Points à améliorer :

  • Les relations avec l’hôpital de Siguiri situé à 25 mn de voiture doivent être améliorées et permettre l’évacuation des pathologies médicales, chirurgicales, des blessés graves qui ne relèvent pas du paquet d’activités du CSR.

 

  • Le cas du blessé par éboulement décédé pendant le transport, sûrement par hémorragie, interroge sur le bien fondé de conserver au centre un petit stock de macromolécules pour tenter d’améliorer ces prises en charges, avec bien entendu une formation adéquate des infirmiers et médecins.

 

  • L’hygiène générale, le rangement des différents locaux, l’efficacité des procédures et protocoles, savoir qui fait quoi et pourquoi.

 

  • Le recueil des données, l’écrit, qu’il s’agisse des dossiers des staffs, des registres. Il était prévu de créer un dossier d’hospitalisation de jour et même de plus longue durée. Mais le temps a passé trop vite.

 

  • La compétence de la pharmacie. Rangement des médicaments, équivalence et explication des traitements aux patients.

 

  • Les traitements, malheureusement souvent trop complexes et comportant des produits inutiles avec des redondances (ainsi corticoïdes ou Ampicilline-Ceftriaxone par exemple) coûteuses inutiles dangereuses, chères et nuisant au suivi du traitement.

 

  • La biologie pose un gros problème (résultats non fiables, erreurs de classement) et doit être améliorée tant sur les plan des appareils que sur la formation des biologistes.

 

 Recommandations pour la suite des actions

  • Passer les premiers jours à bien communiquer avec les personnels locaux et se faire accepter.

 

  • Tenter ensuite de petites actions ponctuelles.

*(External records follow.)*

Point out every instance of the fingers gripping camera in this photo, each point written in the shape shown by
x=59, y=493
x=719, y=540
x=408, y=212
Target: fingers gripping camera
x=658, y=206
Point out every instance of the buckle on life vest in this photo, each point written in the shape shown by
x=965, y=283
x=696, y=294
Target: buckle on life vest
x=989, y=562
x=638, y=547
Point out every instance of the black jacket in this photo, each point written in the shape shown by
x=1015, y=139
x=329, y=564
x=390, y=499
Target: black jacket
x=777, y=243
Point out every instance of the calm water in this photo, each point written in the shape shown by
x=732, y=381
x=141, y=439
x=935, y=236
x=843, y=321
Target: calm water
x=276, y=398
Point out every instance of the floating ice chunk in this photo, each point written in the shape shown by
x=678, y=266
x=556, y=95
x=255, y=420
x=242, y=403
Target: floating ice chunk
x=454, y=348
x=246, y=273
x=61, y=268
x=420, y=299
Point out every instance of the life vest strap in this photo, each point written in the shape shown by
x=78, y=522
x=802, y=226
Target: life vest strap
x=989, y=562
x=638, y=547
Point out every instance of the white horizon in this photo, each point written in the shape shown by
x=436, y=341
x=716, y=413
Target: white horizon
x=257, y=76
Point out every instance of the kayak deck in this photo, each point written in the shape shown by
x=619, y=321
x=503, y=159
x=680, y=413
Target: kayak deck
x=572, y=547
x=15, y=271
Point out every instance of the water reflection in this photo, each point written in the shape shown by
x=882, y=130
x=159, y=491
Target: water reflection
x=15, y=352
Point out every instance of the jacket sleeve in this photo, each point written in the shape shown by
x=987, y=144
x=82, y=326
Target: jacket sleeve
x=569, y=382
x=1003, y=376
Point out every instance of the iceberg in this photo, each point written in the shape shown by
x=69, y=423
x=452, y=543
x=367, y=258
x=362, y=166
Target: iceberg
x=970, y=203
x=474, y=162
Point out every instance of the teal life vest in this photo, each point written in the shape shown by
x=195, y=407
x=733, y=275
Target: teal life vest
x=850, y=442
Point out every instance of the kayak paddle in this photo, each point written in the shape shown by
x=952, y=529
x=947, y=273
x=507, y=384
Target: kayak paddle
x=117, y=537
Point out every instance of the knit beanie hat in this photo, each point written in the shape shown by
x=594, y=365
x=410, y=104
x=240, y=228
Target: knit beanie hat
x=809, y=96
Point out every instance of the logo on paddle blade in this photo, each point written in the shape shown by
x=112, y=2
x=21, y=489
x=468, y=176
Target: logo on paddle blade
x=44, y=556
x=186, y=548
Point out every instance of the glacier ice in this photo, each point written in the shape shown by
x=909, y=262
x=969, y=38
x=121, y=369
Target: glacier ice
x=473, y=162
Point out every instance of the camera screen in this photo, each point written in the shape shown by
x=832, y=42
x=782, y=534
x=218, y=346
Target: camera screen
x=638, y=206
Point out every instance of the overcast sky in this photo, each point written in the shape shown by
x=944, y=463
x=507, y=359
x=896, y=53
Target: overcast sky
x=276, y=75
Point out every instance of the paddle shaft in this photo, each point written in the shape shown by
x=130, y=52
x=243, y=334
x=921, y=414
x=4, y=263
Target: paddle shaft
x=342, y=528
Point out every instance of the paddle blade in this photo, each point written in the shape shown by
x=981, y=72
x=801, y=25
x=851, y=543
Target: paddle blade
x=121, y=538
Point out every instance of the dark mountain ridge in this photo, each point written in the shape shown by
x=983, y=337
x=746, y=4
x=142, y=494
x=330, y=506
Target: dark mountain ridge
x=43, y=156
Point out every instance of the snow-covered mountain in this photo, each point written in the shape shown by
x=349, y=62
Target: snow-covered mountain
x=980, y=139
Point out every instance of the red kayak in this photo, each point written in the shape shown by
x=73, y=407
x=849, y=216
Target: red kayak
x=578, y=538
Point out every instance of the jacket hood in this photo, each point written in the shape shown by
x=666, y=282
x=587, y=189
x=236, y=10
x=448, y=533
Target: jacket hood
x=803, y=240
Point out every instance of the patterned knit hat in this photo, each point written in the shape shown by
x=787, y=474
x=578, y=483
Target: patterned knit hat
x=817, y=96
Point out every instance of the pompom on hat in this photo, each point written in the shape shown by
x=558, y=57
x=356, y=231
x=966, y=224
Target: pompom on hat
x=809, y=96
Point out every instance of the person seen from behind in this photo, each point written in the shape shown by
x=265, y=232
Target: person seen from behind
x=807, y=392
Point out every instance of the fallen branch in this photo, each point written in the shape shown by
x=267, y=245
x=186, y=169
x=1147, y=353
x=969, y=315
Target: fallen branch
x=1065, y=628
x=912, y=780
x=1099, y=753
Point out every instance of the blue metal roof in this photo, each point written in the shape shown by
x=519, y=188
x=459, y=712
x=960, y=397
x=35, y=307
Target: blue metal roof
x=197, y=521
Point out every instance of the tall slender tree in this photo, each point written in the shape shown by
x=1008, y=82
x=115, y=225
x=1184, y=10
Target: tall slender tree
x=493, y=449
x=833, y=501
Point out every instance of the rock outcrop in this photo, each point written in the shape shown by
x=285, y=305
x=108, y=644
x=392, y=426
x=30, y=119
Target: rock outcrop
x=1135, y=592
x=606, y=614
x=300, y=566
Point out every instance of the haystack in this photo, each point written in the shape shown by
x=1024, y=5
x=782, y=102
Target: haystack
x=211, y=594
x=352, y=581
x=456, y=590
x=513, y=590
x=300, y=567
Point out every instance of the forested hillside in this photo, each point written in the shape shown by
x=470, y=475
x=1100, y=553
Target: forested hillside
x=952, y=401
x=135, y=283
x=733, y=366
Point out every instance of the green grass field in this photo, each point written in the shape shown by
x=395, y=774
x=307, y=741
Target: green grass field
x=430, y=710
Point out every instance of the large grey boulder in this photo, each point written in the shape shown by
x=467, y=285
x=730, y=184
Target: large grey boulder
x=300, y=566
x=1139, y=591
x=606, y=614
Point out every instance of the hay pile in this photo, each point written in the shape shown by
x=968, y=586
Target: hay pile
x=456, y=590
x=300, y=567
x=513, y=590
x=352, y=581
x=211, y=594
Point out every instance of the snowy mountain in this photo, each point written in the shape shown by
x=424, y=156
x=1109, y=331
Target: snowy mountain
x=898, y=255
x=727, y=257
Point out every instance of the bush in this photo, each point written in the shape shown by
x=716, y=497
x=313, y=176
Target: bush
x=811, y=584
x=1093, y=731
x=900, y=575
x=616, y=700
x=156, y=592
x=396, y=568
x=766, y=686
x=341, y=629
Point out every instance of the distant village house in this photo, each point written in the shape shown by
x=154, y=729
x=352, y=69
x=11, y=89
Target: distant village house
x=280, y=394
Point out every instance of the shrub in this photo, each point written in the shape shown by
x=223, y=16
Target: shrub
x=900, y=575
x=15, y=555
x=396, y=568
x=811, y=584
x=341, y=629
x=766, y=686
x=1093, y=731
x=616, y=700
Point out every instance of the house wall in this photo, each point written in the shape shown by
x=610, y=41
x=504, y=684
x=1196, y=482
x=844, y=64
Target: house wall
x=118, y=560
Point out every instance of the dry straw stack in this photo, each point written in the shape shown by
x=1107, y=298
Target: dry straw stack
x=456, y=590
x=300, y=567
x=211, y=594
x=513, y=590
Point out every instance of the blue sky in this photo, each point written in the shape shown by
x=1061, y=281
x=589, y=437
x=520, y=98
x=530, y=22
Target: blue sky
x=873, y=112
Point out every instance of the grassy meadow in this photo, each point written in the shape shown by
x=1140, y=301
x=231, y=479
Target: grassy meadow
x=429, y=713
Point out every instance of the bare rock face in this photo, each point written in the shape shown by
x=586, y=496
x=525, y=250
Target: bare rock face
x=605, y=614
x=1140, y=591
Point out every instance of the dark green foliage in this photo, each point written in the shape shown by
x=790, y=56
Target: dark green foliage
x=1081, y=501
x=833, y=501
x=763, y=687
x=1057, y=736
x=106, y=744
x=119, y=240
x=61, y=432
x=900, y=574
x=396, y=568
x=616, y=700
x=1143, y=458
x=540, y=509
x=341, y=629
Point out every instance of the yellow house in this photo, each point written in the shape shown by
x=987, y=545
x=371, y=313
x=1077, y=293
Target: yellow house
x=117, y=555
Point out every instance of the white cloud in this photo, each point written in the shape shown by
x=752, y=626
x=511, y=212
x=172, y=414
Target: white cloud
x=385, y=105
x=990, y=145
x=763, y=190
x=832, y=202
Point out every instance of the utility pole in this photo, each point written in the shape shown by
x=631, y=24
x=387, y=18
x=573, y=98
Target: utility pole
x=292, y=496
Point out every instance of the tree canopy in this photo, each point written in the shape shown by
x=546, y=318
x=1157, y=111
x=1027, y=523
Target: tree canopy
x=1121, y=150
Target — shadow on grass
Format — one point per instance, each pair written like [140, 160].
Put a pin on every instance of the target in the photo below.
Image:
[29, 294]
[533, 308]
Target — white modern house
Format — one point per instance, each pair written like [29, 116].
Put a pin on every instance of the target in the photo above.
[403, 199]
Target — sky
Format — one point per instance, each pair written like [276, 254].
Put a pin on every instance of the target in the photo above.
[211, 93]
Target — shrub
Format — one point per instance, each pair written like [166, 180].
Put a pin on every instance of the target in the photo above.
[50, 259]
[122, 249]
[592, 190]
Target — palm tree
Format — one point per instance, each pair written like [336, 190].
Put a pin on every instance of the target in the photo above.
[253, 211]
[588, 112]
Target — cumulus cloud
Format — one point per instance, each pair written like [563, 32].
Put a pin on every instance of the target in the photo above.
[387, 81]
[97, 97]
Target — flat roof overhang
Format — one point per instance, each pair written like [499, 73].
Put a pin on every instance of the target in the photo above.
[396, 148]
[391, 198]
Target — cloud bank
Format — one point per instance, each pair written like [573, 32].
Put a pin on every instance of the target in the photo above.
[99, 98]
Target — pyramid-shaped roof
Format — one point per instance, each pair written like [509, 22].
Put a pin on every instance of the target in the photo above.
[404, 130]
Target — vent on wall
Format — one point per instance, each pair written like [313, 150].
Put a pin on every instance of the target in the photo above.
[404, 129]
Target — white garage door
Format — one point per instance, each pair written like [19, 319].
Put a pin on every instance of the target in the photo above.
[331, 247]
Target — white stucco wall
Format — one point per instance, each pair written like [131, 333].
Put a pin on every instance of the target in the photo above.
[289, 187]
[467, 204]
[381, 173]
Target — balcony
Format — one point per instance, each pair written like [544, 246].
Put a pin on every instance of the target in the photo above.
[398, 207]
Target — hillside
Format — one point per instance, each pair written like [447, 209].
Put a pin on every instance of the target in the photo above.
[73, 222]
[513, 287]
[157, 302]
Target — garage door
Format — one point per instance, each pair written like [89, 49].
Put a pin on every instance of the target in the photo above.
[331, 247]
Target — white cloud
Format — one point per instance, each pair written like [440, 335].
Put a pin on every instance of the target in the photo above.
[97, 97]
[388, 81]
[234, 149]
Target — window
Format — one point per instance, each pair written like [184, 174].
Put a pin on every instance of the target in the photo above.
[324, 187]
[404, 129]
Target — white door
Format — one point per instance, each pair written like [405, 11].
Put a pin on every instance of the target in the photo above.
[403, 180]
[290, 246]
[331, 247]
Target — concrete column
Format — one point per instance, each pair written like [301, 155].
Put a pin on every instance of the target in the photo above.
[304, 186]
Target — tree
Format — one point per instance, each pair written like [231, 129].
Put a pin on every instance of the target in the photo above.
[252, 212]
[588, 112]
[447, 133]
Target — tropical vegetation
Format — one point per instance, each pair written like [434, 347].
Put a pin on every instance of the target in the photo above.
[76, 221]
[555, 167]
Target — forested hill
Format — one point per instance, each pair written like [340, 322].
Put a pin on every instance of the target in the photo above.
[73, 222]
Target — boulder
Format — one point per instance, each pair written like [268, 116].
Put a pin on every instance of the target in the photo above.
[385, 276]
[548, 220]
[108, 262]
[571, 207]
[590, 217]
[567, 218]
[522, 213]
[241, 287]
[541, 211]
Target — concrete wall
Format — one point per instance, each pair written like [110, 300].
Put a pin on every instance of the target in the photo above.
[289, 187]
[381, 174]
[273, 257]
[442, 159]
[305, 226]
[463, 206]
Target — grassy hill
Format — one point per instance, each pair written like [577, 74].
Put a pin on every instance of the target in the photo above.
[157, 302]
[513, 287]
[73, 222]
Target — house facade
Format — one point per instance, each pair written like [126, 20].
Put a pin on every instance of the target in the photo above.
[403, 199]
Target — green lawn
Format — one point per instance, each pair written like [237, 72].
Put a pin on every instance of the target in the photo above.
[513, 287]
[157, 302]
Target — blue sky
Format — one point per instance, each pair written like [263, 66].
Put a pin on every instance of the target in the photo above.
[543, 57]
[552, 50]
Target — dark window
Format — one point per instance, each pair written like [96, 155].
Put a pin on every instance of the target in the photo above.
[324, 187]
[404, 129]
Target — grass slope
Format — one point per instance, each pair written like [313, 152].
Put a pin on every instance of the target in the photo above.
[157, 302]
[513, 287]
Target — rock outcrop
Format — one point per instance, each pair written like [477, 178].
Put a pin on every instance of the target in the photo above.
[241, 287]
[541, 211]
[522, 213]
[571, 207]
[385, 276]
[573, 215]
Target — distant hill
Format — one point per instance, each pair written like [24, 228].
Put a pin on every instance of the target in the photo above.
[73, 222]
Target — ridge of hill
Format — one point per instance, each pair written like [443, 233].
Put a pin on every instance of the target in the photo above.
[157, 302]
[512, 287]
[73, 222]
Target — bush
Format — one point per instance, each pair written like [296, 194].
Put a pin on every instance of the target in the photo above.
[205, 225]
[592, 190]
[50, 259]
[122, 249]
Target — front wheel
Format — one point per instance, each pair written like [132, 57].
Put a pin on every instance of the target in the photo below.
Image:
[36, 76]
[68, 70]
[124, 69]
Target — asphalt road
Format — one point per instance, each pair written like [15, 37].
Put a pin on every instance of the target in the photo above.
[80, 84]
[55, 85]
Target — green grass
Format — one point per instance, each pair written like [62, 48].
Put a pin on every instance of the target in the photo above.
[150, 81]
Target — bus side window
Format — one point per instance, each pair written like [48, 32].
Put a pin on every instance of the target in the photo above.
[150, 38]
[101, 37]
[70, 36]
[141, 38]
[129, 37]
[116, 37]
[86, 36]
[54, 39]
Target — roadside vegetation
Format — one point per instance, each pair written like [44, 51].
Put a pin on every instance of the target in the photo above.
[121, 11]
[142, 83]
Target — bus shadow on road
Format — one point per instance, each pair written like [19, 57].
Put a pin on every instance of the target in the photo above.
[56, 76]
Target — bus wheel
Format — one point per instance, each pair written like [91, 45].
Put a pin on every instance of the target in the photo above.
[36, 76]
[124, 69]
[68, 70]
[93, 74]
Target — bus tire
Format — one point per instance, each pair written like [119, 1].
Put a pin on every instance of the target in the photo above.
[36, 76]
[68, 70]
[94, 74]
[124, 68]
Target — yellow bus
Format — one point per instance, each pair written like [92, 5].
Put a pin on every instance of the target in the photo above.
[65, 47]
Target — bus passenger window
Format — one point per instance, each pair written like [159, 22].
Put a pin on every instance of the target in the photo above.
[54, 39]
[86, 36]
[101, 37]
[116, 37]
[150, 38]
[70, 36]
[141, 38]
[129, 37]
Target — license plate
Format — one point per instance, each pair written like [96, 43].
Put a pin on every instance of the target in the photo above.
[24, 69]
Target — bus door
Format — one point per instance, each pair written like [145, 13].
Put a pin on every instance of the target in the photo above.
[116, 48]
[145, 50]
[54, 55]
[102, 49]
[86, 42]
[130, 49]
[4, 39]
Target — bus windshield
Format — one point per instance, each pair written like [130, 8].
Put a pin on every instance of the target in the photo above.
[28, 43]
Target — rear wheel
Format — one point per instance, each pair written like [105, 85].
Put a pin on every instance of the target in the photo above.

Celles-ci ont plus de chance d’être menées à terme si l’on peut trouver un responsable par action.

 

  • Ne pas se laisser happer par la consultation et engager des actions de bonnes pratiques pour la pharmacie et la biologie.

 

  • Je n’ai pas parlé du problème des déchets de soins qui, par faute d’un incinérateur en état de marche, sont ramassés chaque semaine par un intervenant extérieur pour aller où ?

 

  • Il serait bon de pouvoir entrer en contact avec les autres médecins généralistes de la sous préfecture de Kintinian pour des actions de compagnonnage ainsi qu’avec les chefs de postes de santé de l’aire du CSR pour des formations assurées en binôme (personnels du CSR-membres d’EDA).

 

  • Il serait bon d’initier une prise en charge de la douleur pour l’instant totalement absente et plus particulièrement pour les enfants et les

 

 

CONCLUSION

Le centre de santé rural de KINTINIAN répond à des besoins importants des populations et apporte une solution globalement assez bonne au quotidien. Besoins colossaux compte-tenu des moyens à disposition.

 

La majorité des consultants sont des gens très pauvres même dans ce pays déjà pauvre. Les besoins alimentaires sont en général satisfaits mais la santé est précaire. Les enfants sont particulièrement touchés par les accidents de circulation de la vie quotidienne, brûlures, chutes…et toutes les pathologies infectieuses.

 

Ensuite, la condition des femmes  est également préoccupante : grossesses multiples, nomadisme sexuel des maris, prévention insuffisante des risques, contraception ne touchant pas encore suffisamment les femmes.

 

L’activité d’orpaillage apporte son lot de blessés, de pathologie pulmonaire et infectieuse.

 

L’absence d’eau potable est bien sûr un vecteur de contamination.

 

Malgré cela, l’ambiance est bonne, le contact relativement facile, les gens accueillants et les praticiens consciencieux quels que soit leur niveau.

Le manque de formation initiale est criant à tous les niveaux.

 

C’est avec émotion que j’ai quitté le centre le dernier jour, et une forte envie de revenir partager le quotidien de ces gens.